Une heure de route avant d’arriver à Rochefort, cela passe vite car nous avons pleins de sujets de conversation. Depuis la retraite d’Éric, j’ai toujours un immense plaisir à le retrouver, avec sa bonne humeur et ses blagues que je prends toujours au premier degré. Je réagis donc deux fois : la première parce que je suis tombée dans le panneau et la deuxième pour rire de la blague ; un double effet qui nous fait éclater de rire tous les trois. Le panneau « Rochefort » est en vue. Premier feu rouge. Dans la voiture, comme deux oiseaux sur une branche, Éric et Aurélie en profitent pour s’embrasser. Et c’est ainsi à chaque feu rouge… : la discussion s’interrompt et laisse place à un baiser. Ces deux êtres mettent de la poésie dans le quotidien à chaque occasion.

Surprise, surprise…

L’Ifsi est en vue. Nous nous garons et entrons discrètement… car c’est une surprise. Le formateur qui a organisé cette rencontre nous attend dans la salle des profs avec un café. D’un seul coup, ça frappe à la porte, entre une jeune femme. Elle est là devant nous, la bouche grande ouverte, les yeux ronds ! Je crois que la surprise est totale. Elle vient de nous voir dans ce documentaire et nous voilà en chair et en os tout en sourire ! Sa réaction m’étonne tout comme elle me fait plaisir. Nous lui demandons de ne rien dire.
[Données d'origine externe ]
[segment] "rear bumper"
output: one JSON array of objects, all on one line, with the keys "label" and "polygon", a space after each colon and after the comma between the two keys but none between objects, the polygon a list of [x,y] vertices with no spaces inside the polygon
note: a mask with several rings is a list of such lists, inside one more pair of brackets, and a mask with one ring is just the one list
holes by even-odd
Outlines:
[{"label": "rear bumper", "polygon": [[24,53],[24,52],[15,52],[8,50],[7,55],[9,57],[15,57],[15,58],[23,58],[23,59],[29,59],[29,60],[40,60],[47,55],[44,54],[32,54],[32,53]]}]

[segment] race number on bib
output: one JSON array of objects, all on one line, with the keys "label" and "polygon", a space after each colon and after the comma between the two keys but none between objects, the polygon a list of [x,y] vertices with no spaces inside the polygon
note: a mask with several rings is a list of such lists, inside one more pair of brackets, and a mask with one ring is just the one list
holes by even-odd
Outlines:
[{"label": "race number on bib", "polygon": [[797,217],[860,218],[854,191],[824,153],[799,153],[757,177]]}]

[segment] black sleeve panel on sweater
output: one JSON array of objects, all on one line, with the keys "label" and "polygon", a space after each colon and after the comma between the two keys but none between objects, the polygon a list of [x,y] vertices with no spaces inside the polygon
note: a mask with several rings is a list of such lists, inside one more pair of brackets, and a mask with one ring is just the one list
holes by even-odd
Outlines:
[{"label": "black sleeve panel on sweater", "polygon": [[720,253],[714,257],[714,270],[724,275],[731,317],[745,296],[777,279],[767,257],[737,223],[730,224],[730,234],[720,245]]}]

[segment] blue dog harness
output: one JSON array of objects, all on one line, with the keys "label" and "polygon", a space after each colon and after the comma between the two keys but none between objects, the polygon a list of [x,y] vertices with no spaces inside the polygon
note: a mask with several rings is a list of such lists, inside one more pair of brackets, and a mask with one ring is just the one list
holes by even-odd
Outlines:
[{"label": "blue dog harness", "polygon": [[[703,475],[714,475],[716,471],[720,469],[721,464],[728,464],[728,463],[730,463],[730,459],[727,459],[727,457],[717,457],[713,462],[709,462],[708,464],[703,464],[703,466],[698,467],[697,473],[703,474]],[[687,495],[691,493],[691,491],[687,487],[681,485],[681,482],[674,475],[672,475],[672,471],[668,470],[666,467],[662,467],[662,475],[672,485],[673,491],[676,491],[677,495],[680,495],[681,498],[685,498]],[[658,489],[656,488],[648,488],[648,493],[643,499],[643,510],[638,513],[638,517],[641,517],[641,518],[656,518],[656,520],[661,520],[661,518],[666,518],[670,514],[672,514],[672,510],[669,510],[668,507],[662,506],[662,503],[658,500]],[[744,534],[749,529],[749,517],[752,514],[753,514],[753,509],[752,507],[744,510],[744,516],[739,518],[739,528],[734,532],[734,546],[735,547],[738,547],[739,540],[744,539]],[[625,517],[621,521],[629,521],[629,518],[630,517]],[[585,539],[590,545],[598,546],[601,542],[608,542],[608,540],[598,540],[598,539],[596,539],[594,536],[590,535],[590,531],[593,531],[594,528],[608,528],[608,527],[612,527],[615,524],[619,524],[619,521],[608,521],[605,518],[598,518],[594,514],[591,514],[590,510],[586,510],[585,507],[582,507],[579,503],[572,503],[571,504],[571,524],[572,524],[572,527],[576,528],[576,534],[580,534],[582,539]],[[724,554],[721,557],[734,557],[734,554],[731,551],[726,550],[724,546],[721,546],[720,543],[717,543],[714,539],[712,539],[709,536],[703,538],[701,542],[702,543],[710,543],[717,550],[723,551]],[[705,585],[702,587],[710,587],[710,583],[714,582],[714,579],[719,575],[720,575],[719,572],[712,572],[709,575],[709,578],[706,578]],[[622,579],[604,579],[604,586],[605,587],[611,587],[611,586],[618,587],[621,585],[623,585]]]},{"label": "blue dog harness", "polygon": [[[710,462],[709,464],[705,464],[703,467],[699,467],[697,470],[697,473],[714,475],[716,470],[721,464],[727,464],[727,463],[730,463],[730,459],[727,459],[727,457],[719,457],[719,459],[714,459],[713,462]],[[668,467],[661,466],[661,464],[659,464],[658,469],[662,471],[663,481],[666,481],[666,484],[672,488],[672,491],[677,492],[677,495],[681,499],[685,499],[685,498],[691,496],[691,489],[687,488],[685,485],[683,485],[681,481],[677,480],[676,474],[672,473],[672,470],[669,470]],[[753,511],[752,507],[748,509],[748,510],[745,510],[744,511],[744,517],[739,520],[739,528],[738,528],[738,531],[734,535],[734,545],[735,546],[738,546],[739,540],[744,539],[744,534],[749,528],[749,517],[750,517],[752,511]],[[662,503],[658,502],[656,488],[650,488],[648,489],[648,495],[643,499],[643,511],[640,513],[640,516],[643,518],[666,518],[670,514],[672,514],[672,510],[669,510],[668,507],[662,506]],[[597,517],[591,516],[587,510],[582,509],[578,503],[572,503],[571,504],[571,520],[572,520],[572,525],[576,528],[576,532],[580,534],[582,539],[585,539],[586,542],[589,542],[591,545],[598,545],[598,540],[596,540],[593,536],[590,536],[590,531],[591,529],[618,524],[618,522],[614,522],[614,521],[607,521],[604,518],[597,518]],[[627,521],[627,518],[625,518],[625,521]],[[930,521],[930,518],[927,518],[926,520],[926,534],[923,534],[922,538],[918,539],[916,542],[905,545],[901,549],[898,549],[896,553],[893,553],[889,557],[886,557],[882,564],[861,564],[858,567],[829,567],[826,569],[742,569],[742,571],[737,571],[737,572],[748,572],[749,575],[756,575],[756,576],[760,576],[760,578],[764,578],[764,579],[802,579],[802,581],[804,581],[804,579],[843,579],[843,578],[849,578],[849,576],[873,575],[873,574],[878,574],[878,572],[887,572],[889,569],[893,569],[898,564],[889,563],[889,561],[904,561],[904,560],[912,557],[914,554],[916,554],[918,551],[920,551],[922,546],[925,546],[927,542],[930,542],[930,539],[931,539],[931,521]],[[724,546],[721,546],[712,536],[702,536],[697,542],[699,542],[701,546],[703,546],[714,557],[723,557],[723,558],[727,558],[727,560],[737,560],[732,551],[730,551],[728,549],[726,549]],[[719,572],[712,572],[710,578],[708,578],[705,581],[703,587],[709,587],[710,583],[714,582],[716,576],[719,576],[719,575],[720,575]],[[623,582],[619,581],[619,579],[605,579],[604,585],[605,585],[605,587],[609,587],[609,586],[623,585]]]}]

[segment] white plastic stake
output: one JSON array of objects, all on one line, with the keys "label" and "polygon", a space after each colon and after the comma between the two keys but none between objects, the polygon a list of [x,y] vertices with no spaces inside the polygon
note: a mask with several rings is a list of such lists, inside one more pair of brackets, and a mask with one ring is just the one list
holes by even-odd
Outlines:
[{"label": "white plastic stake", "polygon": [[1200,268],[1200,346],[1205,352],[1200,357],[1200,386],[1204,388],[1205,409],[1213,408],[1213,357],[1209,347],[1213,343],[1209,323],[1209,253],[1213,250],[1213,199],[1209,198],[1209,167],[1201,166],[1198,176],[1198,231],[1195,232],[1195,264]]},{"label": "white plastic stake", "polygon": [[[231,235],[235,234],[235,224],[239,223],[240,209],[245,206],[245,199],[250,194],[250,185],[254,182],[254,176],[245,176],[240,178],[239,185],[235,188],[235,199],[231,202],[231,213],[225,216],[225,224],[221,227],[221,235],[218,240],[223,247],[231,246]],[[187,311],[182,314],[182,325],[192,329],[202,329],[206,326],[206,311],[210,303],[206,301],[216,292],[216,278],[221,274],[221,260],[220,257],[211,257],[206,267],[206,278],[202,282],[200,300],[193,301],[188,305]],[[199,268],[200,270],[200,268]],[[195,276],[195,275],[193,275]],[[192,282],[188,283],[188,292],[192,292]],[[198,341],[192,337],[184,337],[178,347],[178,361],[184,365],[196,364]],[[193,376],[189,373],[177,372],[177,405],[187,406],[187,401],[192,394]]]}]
La projection du film sur Radio Pinpon vient juste de se terminer. Après une courte pause, le débat commence avec le formateur et ses étudiants. Éric et moi traversons la cour et entrons la porte de la salle. Là, des éclats de voix, des yeux écarquillés, des applaudissements chaleureux nous accueillent. L’effet de surprise est total ! Les étudiants nous posent des questions, toutes pertinents. Le temps passe vite, ça aurait pu durer encore ! Un étudiant qui souhaite devenir infirmier psy se questionne sur la posture soignante, le lien tissé avec un patient, la limite. Très intéressant. Quand on est patient, c’est incroyable ce que l’on nous demande de faire : prendre un traitement, pour certains insupportables, être à l’heure aux soins, au rendez-vous, aux ateliers, respecter le cadre alors que nous sommes des personnes « hors case » ! J’ai vu de l’espoir dans cette classe d’étudiants mais combien, comme Éric, choisiront d’être un infirmier « hors case » ? Ça fonctionne quand tout le monde mouille sa chemise.

Chaleur et émotions

Certains pensent que tout doit venir du patient. Je ne crois pas. C’est un travail d’équipe et le patient ne devrait pas être le dernier maillon de la chaîne. La liberté, la liberté d’expression, le lâcher prise, je l’expérimente depuis quelques années. Et à cinquante-deux ans, c’est encore une découverte. Dans cette classe, à Rochefort, cette vague de chaleur et d’émotions, m’a réchauffé le cœur. Cette rencontre m’a rassurée sur le fait que témoigner n’est pas une plainte mais une énergie pour avancer. L’expérience donne confiance. Je n’oublierai pas ce moment.

Nathalie Micou, usagère des soins, pair-aidante

1- Martine est une série d’albums pour enfants créée en 1954 par Gilbert Delahaye, intitulée d’après l’héroïne éponyme. Soixante albums ont été publiés entre 1954 et 2010, soit presque au rythme d’un par an, par l’éditeur belge Casterman.